The push for staggered elections and a longer window for presidential petitions is gaining momentum from more stakeholders.
Election observers on Wednesday rooted for the said proposals as a means of reducing election-related tensions and offering a more conclusive resolution of presidential election disputes.
Election Observers Group (Elog) noted that Kenya’s presidential contests attract heavy dissatisfaction and anxiety among voters, occasionally sparking violence.
Elog National Coordinator Mule Musau said that conflating the elections is always a recipe for jamming of Kenya Integrated Election Management System (KIEMS) kits.
“It would ensure that the KIEMS kits did not fail or were overwhelmed with respect to identifying votes during the voting process,” said Musau.
Musau spoke on Wednesday during the unveiling of last year’s elections report by Elog at a Nairobi hotel.
The Independent Electoral and Boundaries Commission and the Law Society of Kenya have also proposed having the elections staggered in memoranda to the bipartisan dialogue committee.
They argued that the outcome of the presidential elections would give losers an opportunity to contest other seats thereby promoting political tolerance in the country.
Elog also wants the period for determining a presidential petition be pushed to one month from 14 days as it is currently.
“We need to enhance transparency and accountability to improve and curb irregularities during elections,” stated Musau.

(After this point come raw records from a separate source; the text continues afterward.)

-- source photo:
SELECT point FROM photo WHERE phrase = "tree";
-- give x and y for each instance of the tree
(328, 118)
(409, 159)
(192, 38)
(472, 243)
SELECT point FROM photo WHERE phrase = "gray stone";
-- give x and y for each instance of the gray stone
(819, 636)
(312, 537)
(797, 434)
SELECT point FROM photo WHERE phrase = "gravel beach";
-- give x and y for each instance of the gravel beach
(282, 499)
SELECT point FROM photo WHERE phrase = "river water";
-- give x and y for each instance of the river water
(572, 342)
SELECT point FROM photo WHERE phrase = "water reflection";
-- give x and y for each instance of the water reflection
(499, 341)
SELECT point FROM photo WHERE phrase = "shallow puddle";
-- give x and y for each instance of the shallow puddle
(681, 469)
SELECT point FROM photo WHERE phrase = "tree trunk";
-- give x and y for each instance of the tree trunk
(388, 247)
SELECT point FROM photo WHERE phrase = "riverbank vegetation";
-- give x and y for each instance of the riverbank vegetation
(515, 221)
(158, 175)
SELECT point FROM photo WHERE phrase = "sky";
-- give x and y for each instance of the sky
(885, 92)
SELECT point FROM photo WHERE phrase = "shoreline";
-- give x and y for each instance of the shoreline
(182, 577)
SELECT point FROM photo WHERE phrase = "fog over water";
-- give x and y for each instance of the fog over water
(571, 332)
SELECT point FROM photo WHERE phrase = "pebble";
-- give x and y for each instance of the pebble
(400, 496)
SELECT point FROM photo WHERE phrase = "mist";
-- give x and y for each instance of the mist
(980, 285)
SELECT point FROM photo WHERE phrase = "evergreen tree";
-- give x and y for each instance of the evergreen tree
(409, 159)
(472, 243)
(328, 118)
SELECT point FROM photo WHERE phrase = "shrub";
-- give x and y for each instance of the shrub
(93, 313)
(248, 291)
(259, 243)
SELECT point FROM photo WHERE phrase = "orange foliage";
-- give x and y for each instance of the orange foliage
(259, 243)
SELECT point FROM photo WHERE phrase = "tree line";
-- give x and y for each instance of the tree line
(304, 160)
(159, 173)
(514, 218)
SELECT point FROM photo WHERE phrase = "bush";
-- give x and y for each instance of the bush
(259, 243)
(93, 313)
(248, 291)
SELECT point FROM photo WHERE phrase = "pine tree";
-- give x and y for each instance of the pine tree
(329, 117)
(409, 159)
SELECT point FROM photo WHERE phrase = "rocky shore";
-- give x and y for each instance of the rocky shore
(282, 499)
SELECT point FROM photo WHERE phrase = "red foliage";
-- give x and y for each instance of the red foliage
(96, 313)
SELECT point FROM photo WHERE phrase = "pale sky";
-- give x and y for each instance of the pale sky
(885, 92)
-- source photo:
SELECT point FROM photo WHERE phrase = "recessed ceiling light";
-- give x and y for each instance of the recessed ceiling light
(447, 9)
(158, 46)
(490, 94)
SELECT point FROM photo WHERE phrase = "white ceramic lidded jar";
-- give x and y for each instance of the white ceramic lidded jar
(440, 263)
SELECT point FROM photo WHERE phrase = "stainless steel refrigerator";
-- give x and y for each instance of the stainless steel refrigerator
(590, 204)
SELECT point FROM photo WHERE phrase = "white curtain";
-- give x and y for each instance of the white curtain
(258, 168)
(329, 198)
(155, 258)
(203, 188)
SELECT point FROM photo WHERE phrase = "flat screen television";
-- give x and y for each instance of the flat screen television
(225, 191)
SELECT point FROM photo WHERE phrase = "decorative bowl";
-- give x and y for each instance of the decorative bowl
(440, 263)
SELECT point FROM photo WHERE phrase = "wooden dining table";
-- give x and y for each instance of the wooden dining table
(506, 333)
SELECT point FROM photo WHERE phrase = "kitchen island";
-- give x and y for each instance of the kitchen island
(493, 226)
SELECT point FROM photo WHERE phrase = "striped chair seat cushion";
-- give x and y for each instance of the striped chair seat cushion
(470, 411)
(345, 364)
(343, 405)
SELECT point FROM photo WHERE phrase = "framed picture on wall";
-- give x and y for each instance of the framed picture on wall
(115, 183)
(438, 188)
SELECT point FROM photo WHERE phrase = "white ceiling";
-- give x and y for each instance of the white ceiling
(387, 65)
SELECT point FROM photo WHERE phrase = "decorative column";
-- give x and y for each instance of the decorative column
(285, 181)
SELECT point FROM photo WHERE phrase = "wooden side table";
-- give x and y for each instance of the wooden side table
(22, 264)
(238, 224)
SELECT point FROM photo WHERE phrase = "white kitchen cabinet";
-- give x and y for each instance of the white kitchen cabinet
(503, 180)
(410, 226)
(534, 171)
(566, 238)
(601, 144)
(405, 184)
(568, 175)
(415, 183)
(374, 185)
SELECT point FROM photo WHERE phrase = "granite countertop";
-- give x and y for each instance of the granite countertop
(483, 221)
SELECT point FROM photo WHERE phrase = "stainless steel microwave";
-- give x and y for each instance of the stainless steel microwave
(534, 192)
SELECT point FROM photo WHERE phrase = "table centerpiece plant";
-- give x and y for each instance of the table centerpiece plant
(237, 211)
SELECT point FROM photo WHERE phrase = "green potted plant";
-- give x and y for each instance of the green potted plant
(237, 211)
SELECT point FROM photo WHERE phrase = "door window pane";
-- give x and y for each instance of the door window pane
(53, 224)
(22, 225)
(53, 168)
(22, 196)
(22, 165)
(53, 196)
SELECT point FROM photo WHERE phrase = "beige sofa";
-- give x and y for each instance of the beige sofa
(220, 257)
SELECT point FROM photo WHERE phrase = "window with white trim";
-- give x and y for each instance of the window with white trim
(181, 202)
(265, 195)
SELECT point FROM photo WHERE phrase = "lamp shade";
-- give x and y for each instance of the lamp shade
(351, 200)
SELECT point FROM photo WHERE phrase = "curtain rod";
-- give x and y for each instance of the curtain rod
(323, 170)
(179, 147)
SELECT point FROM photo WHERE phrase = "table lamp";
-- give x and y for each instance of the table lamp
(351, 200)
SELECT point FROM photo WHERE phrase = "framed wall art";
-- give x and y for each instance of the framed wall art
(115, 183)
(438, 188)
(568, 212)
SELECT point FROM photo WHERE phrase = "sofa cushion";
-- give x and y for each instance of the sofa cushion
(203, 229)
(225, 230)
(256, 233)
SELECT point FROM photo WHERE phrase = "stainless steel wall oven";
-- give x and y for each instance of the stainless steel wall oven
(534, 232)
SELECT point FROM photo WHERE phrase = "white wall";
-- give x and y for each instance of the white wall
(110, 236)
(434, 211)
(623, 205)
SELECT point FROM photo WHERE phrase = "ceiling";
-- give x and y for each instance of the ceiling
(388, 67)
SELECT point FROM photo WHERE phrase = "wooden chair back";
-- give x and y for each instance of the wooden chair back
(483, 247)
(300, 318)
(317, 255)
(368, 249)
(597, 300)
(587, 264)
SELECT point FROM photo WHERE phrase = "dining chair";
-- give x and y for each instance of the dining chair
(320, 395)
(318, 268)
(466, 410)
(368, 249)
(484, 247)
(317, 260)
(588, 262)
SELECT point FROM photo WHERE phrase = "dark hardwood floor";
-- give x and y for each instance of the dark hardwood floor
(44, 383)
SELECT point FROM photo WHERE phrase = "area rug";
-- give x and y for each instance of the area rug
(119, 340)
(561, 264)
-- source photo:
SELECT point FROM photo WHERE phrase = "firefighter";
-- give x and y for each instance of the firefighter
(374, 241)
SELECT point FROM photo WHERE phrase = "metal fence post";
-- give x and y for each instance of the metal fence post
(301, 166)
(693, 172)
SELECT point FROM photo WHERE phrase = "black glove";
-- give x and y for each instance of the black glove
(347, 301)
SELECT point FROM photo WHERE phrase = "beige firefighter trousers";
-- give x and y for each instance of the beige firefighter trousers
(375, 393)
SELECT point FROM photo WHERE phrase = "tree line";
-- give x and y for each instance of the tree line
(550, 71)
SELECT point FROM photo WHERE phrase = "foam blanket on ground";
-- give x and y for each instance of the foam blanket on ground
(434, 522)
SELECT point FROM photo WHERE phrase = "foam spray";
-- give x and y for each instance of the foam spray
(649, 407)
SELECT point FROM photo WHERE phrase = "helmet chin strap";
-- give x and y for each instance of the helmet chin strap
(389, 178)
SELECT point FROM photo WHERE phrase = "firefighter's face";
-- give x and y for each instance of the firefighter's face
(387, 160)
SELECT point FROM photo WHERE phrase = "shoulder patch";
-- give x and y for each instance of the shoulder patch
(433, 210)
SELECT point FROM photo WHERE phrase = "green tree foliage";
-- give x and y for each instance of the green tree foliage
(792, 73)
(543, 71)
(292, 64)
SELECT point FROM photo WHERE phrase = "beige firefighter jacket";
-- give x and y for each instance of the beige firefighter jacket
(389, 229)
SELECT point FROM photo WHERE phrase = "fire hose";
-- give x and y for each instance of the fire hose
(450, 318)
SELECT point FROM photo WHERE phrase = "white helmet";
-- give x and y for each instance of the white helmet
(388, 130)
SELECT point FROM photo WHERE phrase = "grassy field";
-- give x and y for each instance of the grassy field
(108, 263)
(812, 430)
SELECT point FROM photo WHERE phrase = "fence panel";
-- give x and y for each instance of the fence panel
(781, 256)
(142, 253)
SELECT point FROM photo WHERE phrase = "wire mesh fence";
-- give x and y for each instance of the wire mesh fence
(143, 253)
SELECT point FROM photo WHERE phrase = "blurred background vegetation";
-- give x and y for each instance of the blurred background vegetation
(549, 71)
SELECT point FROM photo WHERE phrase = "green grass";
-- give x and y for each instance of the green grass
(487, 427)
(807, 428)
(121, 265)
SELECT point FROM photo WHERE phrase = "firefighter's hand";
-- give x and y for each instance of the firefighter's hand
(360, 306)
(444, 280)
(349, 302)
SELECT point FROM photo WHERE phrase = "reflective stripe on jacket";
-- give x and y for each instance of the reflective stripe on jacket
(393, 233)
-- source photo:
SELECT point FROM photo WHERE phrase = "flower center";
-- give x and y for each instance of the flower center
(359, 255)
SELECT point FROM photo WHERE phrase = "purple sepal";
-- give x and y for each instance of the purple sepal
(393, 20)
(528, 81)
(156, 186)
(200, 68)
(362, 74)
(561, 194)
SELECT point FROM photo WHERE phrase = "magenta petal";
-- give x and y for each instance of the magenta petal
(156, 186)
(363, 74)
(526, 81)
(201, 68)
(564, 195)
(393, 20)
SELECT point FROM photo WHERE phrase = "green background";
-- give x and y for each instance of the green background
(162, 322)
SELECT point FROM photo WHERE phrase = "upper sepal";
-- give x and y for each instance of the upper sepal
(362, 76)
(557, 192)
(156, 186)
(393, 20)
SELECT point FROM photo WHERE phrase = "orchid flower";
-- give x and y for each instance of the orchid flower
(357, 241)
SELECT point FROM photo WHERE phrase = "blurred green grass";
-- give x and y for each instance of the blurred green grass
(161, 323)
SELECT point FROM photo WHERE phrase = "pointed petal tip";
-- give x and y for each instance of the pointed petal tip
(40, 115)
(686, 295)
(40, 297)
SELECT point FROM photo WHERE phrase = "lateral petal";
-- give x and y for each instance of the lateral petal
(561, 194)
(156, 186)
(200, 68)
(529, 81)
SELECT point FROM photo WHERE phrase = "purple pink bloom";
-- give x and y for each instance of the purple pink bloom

The elections observer noted that 44 per cent of the populace do not have trust in IEBC to conduct free, fair and verifiable elections.
At the same time, the study revealed that around 40 per cent of Kenyans believe that the electoral body is captured by the state, and that there was a lot of ballot staffing during the 2022 general elections.
Further, the report observed that 71 per cent of voters believe party manifestos were key in selling candidates.
According to the report, last year’s elections registered more election observers as compared to 2017 general elections. However, the report noted that only a handful are accountable as 98 per cent did not submit their reports after elections.
The report recommended that politicians be banned from tallying centers as their presence breeds violence and skirmishes.